O zaman anladım ki, susmak bir cüsse işi; derin denizlerin işi
Sığ suları en hafif rüzgarlar bile coşturabiliyor;
Derin denizleri ise ancak derin sevdalar…
Anladım ki, derin ve esrarengiz olan her şey susuyor;
Anladım ki susan her şey derin ve heybetli…
diyor Mevlana.
En son ne zaman sustum? En son kime sustum? En son neden sustum? En son ne kadar sustum?
Susmanın psikolojisini uzmanlar değil de, susanlar anlatsın. Sustum demenin ağırlığı ve susturmanın aczini de hamuşlar dillendirsin. Hamuş (suskun) nasıl dile getirecek diye soracaksınız; en iyi o anlatır dinleyebilene. En çok o bağırır duyabilene çünkü…
“Sağımdan sağımdan sürekli konuşuyorsun, hep ekiyorsun bir şeyler de, ya doğru değilse söylediklerin, ya yorumlarının gerçekle, evrenle, sistemle, Allah’ın bizden istedikleriyle bir alakası yoksa! Yeminle yukarıda şikayet ederim seni, budur her şeyin sorumlusu derim; çok kızarım sana…”
Güldüm…
Güldüm dediysem, patladım. Haklıydı, öyleyse yapacak bir şey yoktu tabi. Hep beraber görecektik nasılsa, sabırla geçip gitmeyi beklediğimiz yalancı, dolandırıcı, saçma dünyadan geldiğimiz gibi bir avazda çekip gittikten sonra muhtemelen şu anki durumdan daha çok şey anlayacaktık nasılsa.
“Vicdanın rehberin olsun” dedim. Bu işlerin günahı yok, yanlışı yok belki de… Yaşamanın yanlışı nasıl olur? Yaşam başlı başına sevap değil midir? Ama sen yine de içinde temiz olanın peşine düş. Bütün iğrençliklerimizle yüzleştikten, içimizdeki şeytanla halveti sindirdikten sonra, o minicik bir temizlik var ya, işte onun peşine düşmeliyiz.
Elbet bugün dünden zor, gelecekte de bugünden zor olacak. Ama yapılabilir; yüreğinde saklanmış en temiz olanın peşine git. O seni çıkarır, o seni rahatlatıp ferahlatır.
Benim söylemelerim bu kadardı. Dahası olmazdı, olamazdı. Ona sustum, içimdeki temize konuşmaya başladım:
Dedim; “burada mısın?”
Dedi “buradayım…”
Dedim, “neden arada yok olup gidiyorsun da beni sinir ediyorsun?”
Dedi; “Sen görmezden geliyorsun, ben hep buradayım…Sen dışarıya susunca, sen dışarıya sağır olunca duyarsın ancak beni.
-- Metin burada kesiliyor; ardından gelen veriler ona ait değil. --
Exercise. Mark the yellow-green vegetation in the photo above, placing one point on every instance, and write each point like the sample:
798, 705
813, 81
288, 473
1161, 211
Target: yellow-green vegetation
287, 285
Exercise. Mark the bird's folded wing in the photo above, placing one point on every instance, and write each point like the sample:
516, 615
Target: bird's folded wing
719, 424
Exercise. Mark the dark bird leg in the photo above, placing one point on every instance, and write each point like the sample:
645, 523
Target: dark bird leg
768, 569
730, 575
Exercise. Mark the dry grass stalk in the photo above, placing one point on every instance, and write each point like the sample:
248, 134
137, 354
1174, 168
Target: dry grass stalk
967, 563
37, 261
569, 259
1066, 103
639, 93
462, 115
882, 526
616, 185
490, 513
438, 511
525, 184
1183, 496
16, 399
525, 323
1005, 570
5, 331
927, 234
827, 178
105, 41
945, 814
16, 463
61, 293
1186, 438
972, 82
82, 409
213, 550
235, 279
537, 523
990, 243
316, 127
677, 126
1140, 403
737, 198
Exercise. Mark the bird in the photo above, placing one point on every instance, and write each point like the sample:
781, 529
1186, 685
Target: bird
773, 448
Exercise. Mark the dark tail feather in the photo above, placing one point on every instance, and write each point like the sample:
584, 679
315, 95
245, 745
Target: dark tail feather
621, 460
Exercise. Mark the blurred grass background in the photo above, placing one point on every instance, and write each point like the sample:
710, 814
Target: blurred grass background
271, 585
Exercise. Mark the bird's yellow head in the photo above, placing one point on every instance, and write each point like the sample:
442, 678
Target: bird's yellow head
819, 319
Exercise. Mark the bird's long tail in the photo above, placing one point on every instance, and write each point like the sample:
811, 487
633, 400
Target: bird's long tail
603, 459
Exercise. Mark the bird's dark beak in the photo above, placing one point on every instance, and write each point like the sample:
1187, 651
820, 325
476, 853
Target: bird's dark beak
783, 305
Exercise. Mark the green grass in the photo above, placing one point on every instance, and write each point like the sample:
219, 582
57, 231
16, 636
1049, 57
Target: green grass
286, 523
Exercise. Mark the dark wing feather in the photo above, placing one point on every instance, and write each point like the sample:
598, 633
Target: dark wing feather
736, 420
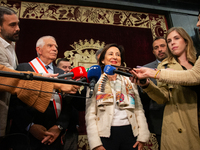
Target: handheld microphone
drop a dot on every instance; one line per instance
(110, 70)
(75, 73)
(93, 75)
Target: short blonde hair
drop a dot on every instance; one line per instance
(190, 49)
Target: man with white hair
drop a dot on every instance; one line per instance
(44, 129)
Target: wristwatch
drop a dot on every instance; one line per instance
(60, 127)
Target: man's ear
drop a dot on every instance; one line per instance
(0, 28)
(38, 49)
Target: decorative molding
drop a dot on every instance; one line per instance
(94, 15)
(83, 53)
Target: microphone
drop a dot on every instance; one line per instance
(110, 70)
(93, 76)
(75, 73)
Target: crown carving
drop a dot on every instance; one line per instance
(91, 44)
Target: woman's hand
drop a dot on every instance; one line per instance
(139, 144)
(99, 148)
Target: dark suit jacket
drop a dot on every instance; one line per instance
(22, 115)
(153, 111)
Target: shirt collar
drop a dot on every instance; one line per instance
(50, 65)
(5, 43)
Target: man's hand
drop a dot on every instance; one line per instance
(50, 139)
(143, 72)
(67, 88)
(39, 132)
(99, 148)
(139, 144)
(49, 75)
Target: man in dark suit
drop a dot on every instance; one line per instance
(43, 129)
(154, 111)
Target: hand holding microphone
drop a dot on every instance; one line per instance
(93, 75)
(75, 73)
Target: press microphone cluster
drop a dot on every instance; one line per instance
(110, 70)
(75, 73)
(94, 73)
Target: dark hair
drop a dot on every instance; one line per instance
(104, 50)
(62, 59)
(3, 11)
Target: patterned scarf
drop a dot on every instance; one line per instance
(124, 93)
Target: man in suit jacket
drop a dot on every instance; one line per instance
(154, 111)
(9, 33)
(44, 128)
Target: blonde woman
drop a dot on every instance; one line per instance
(180, 128)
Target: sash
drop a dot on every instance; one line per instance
(38, 67)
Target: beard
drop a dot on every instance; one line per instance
(10, 37)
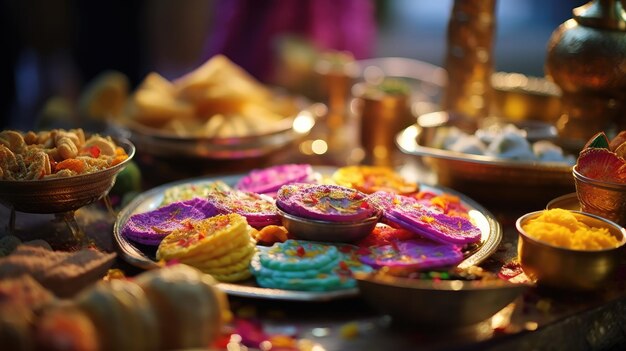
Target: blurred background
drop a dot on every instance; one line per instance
(52, 49)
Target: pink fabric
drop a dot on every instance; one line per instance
(246, 30)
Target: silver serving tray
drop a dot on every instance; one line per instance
(143, 256)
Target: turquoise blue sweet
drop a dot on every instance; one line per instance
(307, 266)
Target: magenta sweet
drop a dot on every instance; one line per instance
(428, 222)
(149, 228)
(415, 254)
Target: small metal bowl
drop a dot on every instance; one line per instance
(605, 199)
(436, 304)
(317, 230)
(564, 268)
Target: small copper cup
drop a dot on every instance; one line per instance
(382, 116)
(604, 199)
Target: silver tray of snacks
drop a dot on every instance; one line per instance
(514, 163)
(156, 202)
(217, 111)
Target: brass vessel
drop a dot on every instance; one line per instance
(569, 269)
(587, 59)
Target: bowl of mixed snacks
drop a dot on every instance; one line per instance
(569, 249)
(59, 170)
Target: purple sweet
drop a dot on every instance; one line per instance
(326, 202)
(415, 254)
(259, 210)
(269, 180)
(429, 222)
(287, 193)
(151, 227)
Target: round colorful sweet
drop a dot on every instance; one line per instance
(189, 191)
(384, 234)
(269, 180)
(415, 254)
(259, 210)
(287, 193)
(428, 222)
(308, 266)
(151, 227)
(221, 246)
(328, 203)
(203, 237)
(369, 179)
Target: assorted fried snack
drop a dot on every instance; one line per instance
(55, 154)
(217, 100)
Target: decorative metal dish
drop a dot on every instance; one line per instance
(144, 256)
(488, 179)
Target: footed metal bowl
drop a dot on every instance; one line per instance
(59, 195)
(437, 304)
(605, 199)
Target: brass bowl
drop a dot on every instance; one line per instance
(605, 199)
(436, 304)
(520, 97)
(564, 268)
(59, 195)
(330, 231)
(490, 180)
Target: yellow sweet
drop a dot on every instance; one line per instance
(565, 229)
(221, 246)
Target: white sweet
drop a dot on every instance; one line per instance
(511, 145)
(549, 152)
(469, 144)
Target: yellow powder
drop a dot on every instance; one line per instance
(562, 228)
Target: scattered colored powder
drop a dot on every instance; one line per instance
(563, 228)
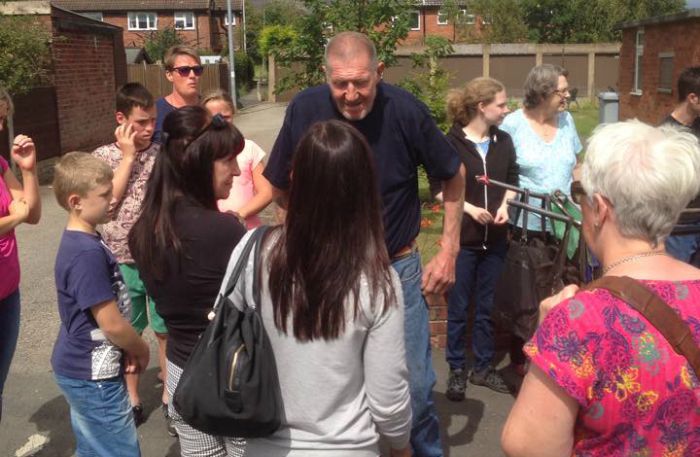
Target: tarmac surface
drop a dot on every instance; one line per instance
(36, 419)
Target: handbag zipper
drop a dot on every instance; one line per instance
(234, 362)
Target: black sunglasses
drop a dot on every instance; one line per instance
(577, 192)
(185, 70)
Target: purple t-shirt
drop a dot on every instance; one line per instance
(9, 260)
(87, 274)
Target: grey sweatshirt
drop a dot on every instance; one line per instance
(338, 395)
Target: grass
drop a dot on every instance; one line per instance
(586, 119)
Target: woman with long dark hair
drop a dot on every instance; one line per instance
(332, 307)
(181, 242)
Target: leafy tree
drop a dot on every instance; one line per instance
(157, 42)
(24, 54)
(429, 81)
(386, 22)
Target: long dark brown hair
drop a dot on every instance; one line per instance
(332, 237)
(184, 167)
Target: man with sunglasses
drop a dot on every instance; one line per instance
(182, 68)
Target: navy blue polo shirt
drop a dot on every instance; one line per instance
(402, 135)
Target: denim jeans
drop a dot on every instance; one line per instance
(425, 430)
(683, 247)
(477, 271)
(9, 331)
(101, 417)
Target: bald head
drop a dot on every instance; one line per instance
(348, 46)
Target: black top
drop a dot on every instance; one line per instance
(500, 165)
(187, 294)
(695, 203)
(402, 135)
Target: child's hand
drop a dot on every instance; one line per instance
(125, 136)
(24, 153)
(19, 208)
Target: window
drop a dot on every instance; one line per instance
(93, 15)
(184, 20)
(414, 20)
(665, 72)
(143, 21)
(469, 19)
(639, 54)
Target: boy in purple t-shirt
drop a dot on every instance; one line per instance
(94, 306)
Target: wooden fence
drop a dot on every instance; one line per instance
(152, 76)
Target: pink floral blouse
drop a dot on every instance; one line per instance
(637, 397)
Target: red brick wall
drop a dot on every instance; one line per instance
(682, 38)
(86, 68)
(203, 37)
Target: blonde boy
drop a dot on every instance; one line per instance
(94, 306)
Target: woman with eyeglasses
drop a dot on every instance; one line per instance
(603, 381)
(251, 191)
(546, 145)
(182, 68)
(19, 203)
(181, 243)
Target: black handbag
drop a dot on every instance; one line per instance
(229, 386)
(533, 270)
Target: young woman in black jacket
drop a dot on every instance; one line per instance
(477, 111)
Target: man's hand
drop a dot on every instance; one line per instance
(24, 153)
(548, 303)
(480, 215)
(19, 208)
(125, 136)
(439, 273)
(501, 215)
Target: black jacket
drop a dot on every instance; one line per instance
(500, 165)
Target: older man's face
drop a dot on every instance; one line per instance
(353, 85)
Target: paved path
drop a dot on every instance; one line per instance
(36, 420)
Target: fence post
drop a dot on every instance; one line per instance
(591, 74)
(486, 60)
(271, 79)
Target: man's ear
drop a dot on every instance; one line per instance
(380, 69)
(74, 201)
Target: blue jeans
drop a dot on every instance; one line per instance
(683, 247)
(101, 417)
(425, 431)
(9, 331)
(477, 271)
Ama bazen o kadar çok konuşuyor, o kadar çok dinliyorsun ki, beni hatırlamıyorsun bile. Hemen içine bir huzursuzluk gönderip uyarıyorum da aslında seni; ama sen onun da sebebini dışarıda arıyorsun. Huzur da, huzursuzluk da sadece sende, içinde. Dışarıda hiçbir şey, hiç kimse seni üzmeye muktedir değil, sen böyle sanıyorsun ve sandığın şeye de teslim oluyorsun…”
Sığ suları en hafif rüzgarlar bile coşturabiliyor…
Derin denizleri ise ancak derin sevdalar…
Anladım ki, derin ve esrarengiz olan her şey susuyor
Anladım ki susan her şey derin ve heybetli…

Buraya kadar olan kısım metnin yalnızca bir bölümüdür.